Quelles difficultés rencontrez-vous ?
Notre politique de contrôle de l’urbanisme impose aux constructeurs de créer des bassins de rétention. En effet, toute nouvelle surface imperméabilisée doit être compensée par de tels ouvrages. Mais du fait du prix du foncier, ces bassins sont en général enterrés et nous avons du mal à évaluer leur efficacité car ils ne sont pas toujours correctement entretenus. Par ailleurs, nous avons du mal à sensibiliser la population au risque de crues extrêmes (de type centennale) qui suppose de savoir les identifier et comment réagir. Sur ce point nous nous heurtons encore à une certaine incompréhension de la population qui a souvent l’impression de connaître ces phénomènes alors qu’ils dépassent bien souvent tout ce qu’ils ont déjà subi.

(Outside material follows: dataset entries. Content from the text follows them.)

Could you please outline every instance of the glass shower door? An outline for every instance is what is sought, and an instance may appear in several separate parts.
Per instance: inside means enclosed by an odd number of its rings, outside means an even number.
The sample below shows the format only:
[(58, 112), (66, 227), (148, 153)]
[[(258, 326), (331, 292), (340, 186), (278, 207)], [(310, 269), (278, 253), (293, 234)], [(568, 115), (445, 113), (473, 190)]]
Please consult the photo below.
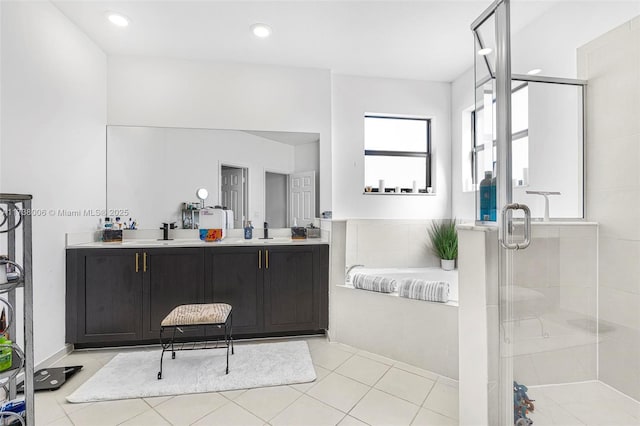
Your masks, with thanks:
[(512, 75), (509, 8), (495, 2), (472, 25), (476, 220), (498, 230), (486, 265), (497, 270), (487, 292), (488, 424), (553, 424), (549, 386), (597, 379), (598, 228), (583, 219), (586, 83)]
[(526, 253), (531, 231), (529, 208), (513, 202), (509, 13), (509, 0), (494, 2), (472, 24), (476, 219), (498, 228), (494, 250), (497, 282), (489, 282), (487, 291), (487, 420), (491, 425), (510, 425), (517, 420), (513, 393), (514, 252)]

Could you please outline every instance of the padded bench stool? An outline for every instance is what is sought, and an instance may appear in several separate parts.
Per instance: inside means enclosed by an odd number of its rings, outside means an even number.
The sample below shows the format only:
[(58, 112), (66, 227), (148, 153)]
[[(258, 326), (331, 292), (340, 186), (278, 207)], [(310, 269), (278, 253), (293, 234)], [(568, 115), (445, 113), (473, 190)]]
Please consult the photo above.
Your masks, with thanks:
[[(176, 306), (160, 323), (160, 346), (162, 346), (162, 355), (160, 355), (160, 371), (158, 372), (158, 380), (162, 379), (162, 359), (164, 358), (164, 353), (171, 348), (171, 359), (176, 358), (176, 349), (174, 349), (173, 346), (176, 338), (176, 330), (182, 333), (182, 328), (185, 327), (218, 326), (218, 328), (221, 328), (224, 326), (224, 342), (227, 348), (226, 374), (229, 374), (229, 348), (231, 348), (231, 354), (233, 355), (234, 353), (232, 319), (233, 309), (231, 305), (226, 303), (198, 303), (193, 305)], [(171, 339), (168, 342), (164, 342), (162, 335), (165, 329), (170, 328), (173, 329)], [(196, 348), (194, 344), (194, 347), (191, 349), (181, 348), (178, 350), (194, 349), (207, 349), (206, 343), (203, 348)]]

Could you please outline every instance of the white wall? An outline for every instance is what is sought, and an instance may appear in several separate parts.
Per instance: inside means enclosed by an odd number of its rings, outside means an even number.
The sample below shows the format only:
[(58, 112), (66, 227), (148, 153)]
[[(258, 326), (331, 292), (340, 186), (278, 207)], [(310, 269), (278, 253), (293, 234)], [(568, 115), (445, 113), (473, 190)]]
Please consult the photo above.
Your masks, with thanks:
[(640, 16), (579, 51), (587, 217), (600, 224), (599, 379), (640, 399)]
[(0, 191), (33, 195), (35, 361), (64, 346), (66, 232), (104, 208), (106, 56), (49, 2), (2, 2)]
[(108, 207), (128, 209), (140, 229), (182, 226), (181, 203), (198, 201), (197, 188), (209, 190), (206, 205), (221, 204), (222, 164), (249, 169), (246, 214), (261, 224), (265, 170), (296, 168), (295, 147), (234, 130), (110, 126), (107, 137)]
[[(332, 85), (333, 199), (336, 218), (435, 219), (449, 217), (449, 83), (334, 75)], [(363, 195), (364, 115), (432, 118), (435, 195)]]
[(331, 210), (329, 70), (109, 56), (112, 125), (320, 134), (320, 208)]
[(310, 172), (320, 170), (318, 155), (319, 145), (317, 143), (305, 143), (296, 145), (293, 150), (295, 170), (294, 172)]
[(524, 74), (541, 68), (544, 75), (576, 78), (576, 49), (638, 14), (638, 1), (557, 2), (513, 35), (511, 70)]

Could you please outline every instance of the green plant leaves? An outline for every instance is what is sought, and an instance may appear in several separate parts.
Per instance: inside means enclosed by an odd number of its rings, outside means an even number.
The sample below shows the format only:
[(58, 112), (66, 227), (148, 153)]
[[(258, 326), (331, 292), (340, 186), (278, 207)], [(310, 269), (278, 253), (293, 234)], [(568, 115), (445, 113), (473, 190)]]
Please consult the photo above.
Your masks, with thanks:
[(431, 249), (440, 259), (453, 260), (458, 257), (458, 232), (455, 219), (434, 220), (428, 230)]

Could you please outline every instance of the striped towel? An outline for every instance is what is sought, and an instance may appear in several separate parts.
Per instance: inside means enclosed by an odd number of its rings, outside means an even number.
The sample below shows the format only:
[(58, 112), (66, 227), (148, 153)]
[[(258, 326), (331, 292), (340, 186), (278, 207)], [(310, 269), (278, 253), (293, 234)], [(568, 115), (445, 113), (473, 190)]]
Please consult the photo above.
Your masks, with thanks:
[(400, 281), (400, 297), (446, 303), (449, 301), (449, 283), (406, 278)]
[(398, 289), (398, 282), (396, 280), (377, 275), (354, 274), (351, 281), (355, 288), (377, 291), (379, 293), (393, 293)]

Avez-vous mesuré l’efficacité des actions menées?
Nous avons des retours positifs du côté du service de protection civile urbaine qui gère les crises. Et depuis 2013, notre nouveau bassin de rétention en particulier a montré que nous avons pu éviter des inondations plus importantes lors des fortes intempéries et contribuer à un retour plus rapide à la normale. Cependant, l’augmentation de l’urbanisation et de l’imperméabilisation des sols, contribue au contraire à aggraver les risques. Les actions du service permettent donc au moins de ne pas aggraver la situation et ponctuellement de l’améliorer.